Any reason why these interlocks couldn't be placed by the existing 100amp subpanel (shown here in the photo)?

Best Answer

Straight up, this is a hard sell

First, EVSE's require a dedicated circuit. NEC 210.17.

Second, a 50A circuit can only serve one thing - NEC 210.23. So it cannot serve a hardwired driveway melter and also an EVSE receptacle. So that's right out.

Third, NEC 625.42 says the EVSE can be cord-and-plug connected if all are true:
1) it's part of a listed system
2) The receptacle <= 50A
3) It's cord connected to facilitate a) ready removal for interchange, b) maintenance and repair, or c) repositioning of the EVSE
4) Cord length <= 6 feet
5) Receptacles located to avoid physical damage to cord.

I think item 3 will be a hard sell.

So you're trying to argue that you should get an exception to the dedicated circuit rule (NEC 210.17); this outlet isn't an EVSE outlet -- it's a general purpose outlet that sometimes (wink, nudge) has a level 2 EVSE plugged into it. Hmmmm. That'll be an interesting sell to the AHJ. AHJ==your local inspector; the one that you pull the permit from.

The other prong of your argument, then, is that it's somehow reasonable for the driveway melter to be cord-and-plug-connected. In practice, that means it comes to a junction box, which then has a cord or inlet. This doesn't make a whole lot of sense, but it also absolutely requires the melter to call out a 50A breaker in its installation instructions. If the melter is looking for a 20A-40A breaker, no deal because the breakers don't match.
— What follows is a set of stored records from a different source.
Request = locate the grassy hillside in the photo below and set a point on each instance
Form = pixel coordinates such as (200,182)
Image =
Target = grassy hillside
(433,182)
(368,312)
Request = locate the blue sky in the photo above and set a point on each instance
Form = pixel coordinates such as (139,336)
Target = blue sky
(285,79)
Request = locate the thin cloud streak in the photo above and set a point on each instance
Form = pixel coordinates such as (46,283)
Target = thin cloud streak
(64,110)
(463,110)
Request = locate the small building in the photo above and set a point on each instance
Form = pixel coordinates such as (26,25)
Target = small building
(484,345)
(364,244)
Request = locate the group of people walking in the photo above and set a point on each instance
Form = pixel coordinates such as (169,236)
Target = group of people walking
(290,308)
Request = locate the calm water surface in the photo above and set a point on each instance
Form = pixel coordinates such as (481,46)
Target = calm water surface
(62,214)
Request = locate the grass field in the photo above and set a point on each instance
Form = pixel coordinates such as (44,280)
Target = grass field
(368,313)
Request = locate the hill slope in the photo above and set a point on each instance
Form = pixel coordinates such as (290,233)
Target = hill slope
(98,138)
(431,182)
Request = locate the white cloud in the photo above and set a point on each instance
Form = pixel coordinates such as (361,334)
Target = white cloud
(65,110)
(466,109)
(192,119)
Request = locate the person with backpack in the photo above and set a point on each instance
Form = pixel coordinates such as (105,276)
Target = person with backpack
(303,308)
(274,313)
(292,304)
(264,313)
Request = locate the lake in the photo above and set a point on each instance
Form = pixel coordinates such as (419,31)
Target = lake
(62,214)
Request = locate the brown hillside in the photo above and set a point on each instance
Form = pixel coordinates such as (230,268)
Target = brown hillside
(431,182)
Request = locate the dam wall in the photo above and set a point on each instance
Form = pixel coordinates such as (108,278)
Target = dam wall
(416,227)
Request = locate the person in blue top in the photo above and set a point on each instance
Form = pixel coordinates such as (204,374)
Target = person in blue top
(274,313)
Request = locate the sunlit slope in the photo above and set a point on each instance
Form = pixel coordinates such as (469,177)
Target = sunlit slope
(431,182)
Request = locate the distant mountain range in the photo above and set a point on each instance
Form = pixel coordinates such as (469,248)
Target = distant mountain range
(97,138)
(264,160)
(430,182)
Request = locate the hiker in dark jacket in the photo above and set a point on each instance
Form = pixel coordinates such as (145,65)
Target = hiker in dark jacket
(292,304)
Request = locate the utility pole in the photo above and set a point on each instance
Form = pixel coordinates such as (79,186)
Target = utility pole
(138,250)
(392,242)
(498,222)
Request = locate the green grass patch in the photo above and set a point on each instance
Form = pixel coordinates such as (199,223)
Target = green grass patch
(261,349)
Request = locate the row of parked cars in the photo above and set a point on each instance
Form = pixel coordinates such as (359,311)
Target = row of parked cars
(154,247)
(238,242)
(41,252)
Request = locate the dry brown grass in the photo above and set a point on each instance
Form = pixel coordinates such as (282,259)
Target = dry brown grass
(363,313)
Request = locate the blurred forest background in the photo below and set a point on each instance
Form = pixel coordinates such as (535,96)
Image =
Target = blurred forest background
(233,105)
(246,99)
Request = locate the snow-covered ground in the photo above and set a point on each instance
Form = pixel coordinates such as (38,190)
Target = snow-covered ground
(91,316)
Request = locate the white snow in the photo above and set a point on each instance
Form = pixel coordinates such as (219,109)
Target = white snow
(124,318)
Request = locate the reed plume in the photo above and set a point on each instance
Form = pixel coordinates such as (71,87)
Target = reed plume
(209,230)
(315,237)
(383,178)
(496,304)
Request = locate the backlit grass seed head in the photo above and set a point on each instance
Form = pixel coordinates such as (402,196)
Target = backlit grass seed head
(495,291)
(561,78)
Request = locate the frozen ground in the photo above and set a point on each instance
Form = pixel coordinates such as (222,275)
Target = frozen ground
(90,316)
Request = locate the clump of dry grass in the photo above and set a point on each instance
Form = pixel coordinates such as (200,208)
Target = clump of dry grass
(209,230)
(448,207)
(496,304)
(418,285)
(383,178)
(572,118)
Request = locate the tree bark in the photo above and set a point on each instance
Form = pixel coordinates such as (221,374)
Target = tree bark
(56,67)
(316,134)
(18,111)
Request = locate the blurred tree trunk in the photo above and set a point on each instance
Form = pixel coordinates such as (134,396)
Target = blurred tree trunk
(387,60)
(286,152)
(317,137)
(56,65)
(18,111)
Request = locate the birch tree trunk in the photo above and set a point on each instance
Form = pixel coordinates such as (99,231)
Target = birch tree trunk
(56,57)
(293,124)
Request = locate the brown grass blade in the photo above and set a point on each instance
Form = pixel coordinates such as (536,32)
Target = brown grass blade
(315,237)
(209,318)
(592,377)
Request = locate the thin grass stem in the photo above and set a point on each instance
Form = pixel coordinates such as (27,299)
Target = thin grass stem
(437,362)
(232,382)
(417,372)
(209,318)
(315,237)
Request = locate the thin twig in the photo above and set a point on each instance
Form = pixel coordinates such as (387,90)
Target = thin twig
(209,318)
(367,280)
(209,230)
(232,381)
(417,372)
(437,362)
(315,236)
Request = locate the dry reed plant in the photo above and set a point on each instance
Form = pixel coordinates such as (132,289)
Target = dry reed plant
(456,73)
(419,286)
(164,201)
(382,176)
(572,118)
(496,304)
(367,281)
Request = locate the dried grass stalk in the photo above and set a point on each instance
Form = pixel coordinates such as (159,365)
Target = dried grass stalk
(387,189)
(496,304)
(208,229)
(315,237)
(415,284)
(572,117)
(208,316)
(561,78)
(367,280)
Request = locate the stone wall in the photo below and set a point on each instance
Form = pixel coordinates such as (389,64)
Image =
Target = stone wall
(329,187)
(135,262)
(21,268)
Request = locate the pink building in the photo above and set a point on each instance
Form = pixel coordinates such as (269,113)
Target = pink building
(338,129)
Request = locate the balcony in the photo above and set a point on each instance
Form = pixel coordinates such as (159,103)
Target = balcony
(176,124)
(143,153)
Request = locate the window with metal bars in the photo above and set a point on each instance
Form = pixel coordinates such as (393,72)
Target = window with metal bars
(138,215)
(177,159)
However, it would sell as a subpanel

If you convert this 50A circuit so it serves a subpanel instead of an EVSE, different deal. The subpanel does not need a "main breaker" if it's in the same building as it's served from.

In the subpanel you have a 50A breaker for the EVSE, and a ??A breaker for the driveway melter. That solves the breaker size problem.

Here's an interesting fact. Nothing in Code prohibits you from misusing a "generator interlock kit" to interlock any two random branch-circuit breakers, just for the chuckles. Only one can be on at a time. Go with either a Siemens/Murray panel or a Square D "QO". Use Siemens' ECSBPK02 interlock ($30), or a Square D's QO2DTI interlock ($25).

Now we open an ugly chapter: Provisioning. The feeder cable must be provisioned to be able to suppor--- Oh, wait. You've got an interlock there, don't you? Well, then. Nevermind.